Jornal Estado de Minas

CADASTRO NACIONAL

MG lidera atualização de 'Lista Suja' do trabalho análogo ao escravo

Minas Gerais tem 37 novas empresas cadastradas na “Lista Suja” do Ministério do Trabalho e Emprego (MTE). A relação foi atualizada na última quinta-feira (5/10) e conta com empregadores de todo o país inclusos em ações judiciais por submeter trabalhadores a condições análogas à escravidão. Ao todo, o estado possui 114 nomes cadastrados. 




Conforme a Secretaria de Inspeção do Trabalho (SIT), ao todo foram incluídas 204 empresas no Brasil. Minas está na “liderança”, seguida por São Paulo, com 32; Pará, com 17; Piauí, com 14; Bahia, também com 14; Maranhão, com 13; e Goiás, com 11 empresas. Ao todo, 25 unidades federativas, incluindo o Distrito Federal (DF), tiveram empresas adicionadas à “Lista Suja”. 

A atualização possui decisões de casos de trabalho análogo à escravidão identificados entre 2018 e 2023. Entre as atividades econômicas com maior número de empregadores condenados estão: produção de carvão vegetal, criação de bovinos para corte, serviços domésticos, cultivo de café e extração e britamento de pedras. 

O objetivo da lista é dar transparência aos atos administrativos que decorrem das ações fiscais de combate ao trabalho análogo à escravidão. As ações são feitas por Auditores-Fiscais do Trabalho do MTE, e também podem contar com a participação de equipes da Defensoria Pública da União, dos Ministérios Públicos Federal e do Trabalho, e das forças policiais. 





A “Lista Suja” existe desde de 2003 e, atualmente, conta com 473 empregadores, que exploraram 3.773 trabalhadores. Em Minas, desde 2018 foram 900 vítimas. A inclusão de pessoas físicas ou jurídicas no cadastro só aconteceu após a conclusão do processo administrativo que julgou o crime. Os nomes dos empregadores e dados como CPF ou CNPJ ficam expostos por dois anos. 

Aumento da pobreza e fiscalização

Em entrevista ao Correio Braziliense, a advogada Savana Faria, especialista em direito do trabalho, destacou as localidades onde a incidência de atividades análogas à escravidão são maiores. "No Brasil, os índices de trabalho escravo são mais expressivos nas áreas rurais. Essa condição acontece devido a vários fatores, como a dificuldade de fiscalização", afirmou.

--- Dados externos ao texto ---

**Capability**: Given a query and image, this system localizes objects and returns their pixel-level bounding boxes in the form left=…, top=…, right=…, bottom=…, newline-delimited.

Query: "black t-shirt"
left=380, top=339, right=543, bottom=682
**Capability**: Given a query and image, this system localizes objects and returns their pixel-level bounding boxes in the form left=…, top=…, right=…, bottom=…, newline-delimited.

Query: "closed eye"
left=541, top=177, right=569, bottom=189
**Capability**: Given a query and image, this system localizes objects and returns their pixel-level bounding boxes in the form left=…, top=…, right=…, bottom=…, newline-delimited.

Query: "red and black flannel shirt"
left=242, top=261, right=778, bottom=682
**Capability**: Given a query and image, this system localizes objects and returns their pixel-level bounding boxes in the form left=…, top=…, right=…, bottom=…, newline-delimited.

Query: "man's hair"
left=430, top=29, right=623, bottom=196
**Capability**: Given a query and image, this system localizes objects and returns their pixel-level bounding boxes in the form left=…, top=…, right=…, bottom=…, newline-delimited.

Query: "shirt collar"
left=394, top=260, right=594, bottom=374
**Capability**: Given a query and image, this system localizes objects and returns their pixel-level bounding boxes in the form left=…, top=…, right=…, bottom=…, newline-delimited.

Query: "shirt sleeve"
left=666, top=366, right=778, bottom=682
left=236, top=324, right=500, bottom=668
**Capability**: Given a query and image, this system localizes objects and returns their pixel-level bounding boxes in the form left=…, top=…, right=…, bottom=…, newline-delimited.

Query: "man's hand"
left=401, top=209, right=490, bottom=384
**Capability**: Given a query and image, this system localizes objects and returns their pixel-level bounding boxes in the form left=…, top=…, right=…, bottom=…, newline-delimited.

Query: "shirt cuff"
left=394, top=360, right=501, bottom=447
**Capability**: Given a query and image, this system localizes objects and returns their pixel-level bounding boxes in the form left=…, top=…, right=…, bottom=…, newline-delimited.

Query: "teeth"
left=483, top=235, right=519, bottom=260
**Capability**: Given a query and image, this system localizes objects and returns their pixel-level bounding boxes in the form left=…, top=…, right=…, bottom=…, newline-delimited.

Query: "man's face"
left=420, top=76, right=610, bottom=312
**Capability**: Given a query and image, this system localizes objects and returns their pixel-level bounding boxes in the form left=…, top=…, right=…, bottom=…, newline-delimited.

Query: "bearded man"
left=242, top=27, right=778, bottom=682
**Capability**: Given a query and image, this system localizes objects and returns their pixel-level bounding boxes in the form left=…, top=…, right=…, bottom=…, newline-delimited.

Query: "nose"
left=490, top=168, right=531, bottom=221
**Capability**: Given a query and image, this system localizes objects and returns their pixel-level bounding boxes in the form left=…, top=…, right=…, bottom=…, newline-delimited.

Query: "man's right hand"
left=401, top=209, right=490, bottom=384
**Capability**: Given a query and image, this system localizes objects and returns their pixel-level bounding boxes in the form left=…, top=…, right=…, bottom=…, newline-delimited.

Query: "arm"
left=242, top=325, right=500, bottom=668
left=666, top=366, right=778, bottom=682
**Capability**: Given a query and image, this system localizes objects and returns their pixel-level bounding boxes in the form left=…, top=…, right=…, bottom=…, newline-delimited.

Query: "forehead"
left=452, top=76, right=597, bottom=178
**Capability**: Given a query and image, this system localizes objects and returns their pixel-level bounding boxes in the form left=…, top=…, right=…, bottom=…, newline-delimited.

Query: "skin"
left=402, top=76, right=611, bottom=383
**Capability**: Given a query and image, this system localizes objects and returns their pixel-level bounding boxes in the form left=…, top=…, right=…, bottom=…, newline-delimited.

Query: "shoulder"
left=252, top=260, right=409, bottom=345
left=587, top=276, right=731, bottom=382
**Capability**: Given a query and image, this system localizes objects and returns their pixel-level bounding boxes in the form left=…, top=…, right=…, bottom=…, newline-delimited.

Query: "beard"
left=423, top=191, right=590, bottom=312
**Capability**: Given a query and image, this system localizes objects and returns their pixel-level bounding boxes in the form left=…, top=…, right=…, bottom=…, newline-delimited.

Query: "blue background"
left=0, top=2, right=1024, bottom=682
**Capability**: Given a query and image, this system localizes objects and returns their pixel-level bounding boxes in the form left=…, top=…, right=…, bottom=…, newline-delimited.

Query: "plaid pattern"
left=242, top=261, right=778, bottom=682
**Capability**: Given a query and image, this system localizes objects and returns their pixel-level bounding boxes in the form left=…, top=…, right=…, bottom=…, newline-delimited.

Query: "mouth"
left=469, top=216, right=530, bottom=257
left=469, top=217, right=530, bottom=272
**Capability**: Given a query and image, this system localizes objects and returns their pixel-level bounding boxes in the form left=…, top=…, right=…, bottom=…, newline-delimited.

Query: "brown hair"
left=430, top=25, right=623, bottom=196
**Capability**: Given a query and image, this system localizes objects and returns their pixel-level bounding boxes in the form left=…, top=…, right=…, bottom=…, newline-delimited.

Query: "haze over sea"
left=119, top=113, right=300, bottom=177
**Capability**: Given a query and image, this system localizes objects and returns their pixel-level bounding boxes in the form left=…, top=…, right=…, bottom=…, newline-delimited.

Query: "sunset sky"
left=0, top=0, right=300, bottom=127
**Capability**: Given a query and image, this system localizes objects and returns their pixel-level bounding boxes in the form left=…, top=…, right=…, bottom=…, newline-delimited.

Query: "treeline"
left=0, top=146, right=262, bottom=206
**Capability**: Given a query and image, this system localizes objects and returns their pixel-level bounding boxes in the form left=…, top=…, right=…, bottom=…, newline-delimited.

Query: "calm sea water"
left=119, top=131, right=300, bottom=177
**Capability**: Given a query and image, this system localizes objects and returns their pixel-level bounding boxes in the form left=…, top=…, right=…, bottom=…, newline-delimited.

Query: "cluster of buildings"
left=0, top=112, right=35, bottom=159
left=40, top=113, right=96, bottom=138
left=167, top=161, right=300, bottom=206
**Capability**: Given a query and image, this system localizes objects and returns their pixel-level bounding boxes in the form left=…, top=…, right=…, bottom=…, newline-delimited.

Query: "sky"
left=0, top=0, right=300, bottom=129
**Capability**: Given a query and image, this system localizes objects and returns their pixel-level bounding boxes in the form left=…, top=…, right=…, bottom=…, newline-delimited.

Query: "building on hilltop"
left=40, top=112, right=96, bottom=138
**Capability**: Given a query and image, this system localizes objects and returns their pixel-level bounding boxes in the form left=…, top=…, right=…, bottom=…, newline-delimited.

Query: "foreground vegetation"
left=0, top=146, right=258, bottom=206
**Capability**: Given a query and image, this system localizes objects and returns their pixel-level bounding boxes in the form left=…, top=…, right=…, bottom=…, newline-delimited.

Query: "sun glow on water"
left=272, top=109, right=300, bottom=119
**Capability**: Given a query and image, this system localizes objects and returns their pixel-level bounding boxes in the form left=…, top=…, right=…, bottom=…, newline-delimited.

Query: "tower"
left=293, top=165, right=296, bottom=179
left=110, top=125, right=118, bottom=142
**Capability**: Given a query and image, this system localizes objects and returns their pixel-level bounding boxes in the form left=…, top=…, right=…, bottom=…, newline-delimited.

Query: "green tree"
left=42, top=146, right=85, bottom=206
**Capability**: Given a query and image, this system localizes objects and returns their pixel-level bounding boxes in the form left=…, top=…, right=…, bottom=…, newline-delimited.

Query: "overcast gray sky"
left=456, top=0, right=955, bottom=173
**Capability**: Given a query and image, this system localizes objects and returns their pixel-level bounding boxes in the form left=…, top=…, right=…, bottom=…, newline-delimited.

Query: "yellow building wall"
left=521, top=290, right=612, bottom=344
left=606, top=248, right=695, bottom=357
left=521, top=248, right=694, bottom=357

Segundo a advogada, o aumento da pobreza, nos últimos anos, e o apoio do governo à fiscalização explicam o recorde no número de novos empregadores incluídos na lista. "O baixo contingente de fiscais atuantes dificulta o recebimento e a verificação de denúncias, tornando difícil o resgate dos trabalhadores e a punição dos empregadores que recorrem a essa prática. Não se pode deixar de pontuar que o aumento da miséria no país acabou por inserir inúmeros trabalhadores em situações de subemprego. Muitos são atraídos por falsas propostas de trabalho, que, na verdade, resultaram neste tipo de situação, como denunciado recentemente", afirmou.





O ministro do Trabalho e Emprego, Luiz Marinho, destacou o aumento da fiscalização como um dos motivos para o aumento da incidência e o compromisso em rediscutir a legislação trabalhista. "A nossa missão não é simplesmente libertar trabalhadores do trabalho análogo à escravidão — isso é obrigação. A nossa missão é se antecipar, para que o trabalho escravo seja erradicado do país", disse, durante o encontro nacional de dirigentes da Central dos Sindicatos Brasileiros (CSB), em São Paulo.

Processo


Durante as fiscalizações do Ministério do Trabalho e Emprego, assim que são encontrados trabalhadores em condição análoga à de escravizados, são lavrados autos de infração para cada irregularidade trabalhista encontrada. Além disso, também é feito auto de infração específico com a caracterização da submissão de trabalhadores à condição. 

Cada auto de infração gera um processo administrativo e, durante o processamento dos autos de infração, são assegurados aos autuados garantias processuais constitucionais, como o contraditório e a ampla defesa em duas instâncias administrativas.